There’s a really good scene where we see how the band conceived “We Will Rock You”–Queen’s true magnum opus (which people just take advantage of due to its ubiquity). It’s really fun scene. We feel like we’re a fly on the wall. We want more of that. Just like we get a whole scene about the recording process behind the song “Bohemian Rhapsody” and it’s amazing.
The stuff about Freddy is worth mentioning as well, but when you start a story off with the kind of briskness that this film starts with, you expect the whole movie to be that much fun. And while the second half is intriguing, it’s not nearly as fun. The tone never feels locked in. Luckily, Bohemian Rhapsody finds those sensibilities again in the end.

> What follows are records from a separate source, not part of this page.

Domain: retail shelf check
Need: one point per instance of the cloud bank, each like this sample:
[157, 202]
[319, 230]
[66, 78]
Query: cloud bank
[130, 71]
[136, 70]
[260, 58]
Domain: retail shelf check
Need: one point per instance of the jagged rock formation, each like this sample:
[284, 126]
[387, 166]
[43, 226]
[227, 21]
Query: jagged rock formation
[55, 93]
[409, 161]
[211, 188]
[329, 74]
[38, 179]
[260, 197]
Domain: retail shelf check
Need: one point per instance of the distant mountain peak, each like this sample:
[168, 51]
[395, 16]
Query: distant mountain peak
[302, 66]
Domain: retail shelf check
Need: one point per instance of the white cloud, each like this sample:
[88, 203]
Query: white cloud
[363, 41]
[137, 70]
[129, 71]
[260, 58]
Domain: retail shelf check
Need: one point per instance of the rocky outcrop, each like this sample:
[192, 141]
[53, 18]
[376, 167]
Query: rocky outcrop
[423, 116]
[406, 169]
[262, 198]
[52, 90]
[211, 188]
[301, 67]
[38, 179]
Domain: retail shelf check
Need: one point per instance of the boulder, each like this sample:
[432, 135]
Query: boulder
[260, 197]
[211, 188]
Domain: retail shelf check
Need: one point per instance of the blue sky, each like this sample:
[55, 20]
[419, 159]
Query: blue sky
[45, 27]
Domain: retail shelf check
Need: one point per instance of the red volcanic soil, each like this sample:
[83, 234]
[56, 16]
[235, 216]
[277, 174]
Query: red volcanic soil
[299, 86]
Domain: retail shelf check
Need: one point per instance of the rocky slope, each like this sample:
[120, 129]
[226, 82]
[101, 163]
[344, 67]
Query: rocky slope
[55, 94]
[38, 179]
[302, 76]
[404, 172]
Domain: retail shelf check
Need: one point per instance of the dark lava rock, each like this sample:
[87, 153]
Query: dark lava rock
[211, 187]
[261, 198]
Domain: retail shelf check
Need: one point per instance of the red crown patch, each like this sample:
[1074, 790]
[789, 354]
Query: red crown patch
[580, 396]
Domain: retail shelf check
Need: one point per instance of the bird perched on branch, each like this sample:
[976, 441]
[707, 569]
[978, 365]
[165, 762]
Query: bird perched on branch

On the plus side, the film has amazing performances from Malek and the rest of the crew, and the sound mixing is incredibly accurate. If this film was consistent all the way through, it would have been one of my favorite films of 2018.
At one point, the band is at a press conference for their new album, but instead the media keeps pestering Freddy about his personal life and controversies. Bandmate Brian May finally says to the press, “Anyone have any questions about music?” The question accurately symbolizes the trajectory of the band’s perception to everyone else, but that line is included to show the audience how it’s ridiculous to focus on one band member’s struggles when they’re holding a press conference to talk about music. But that’s exactly what this film does.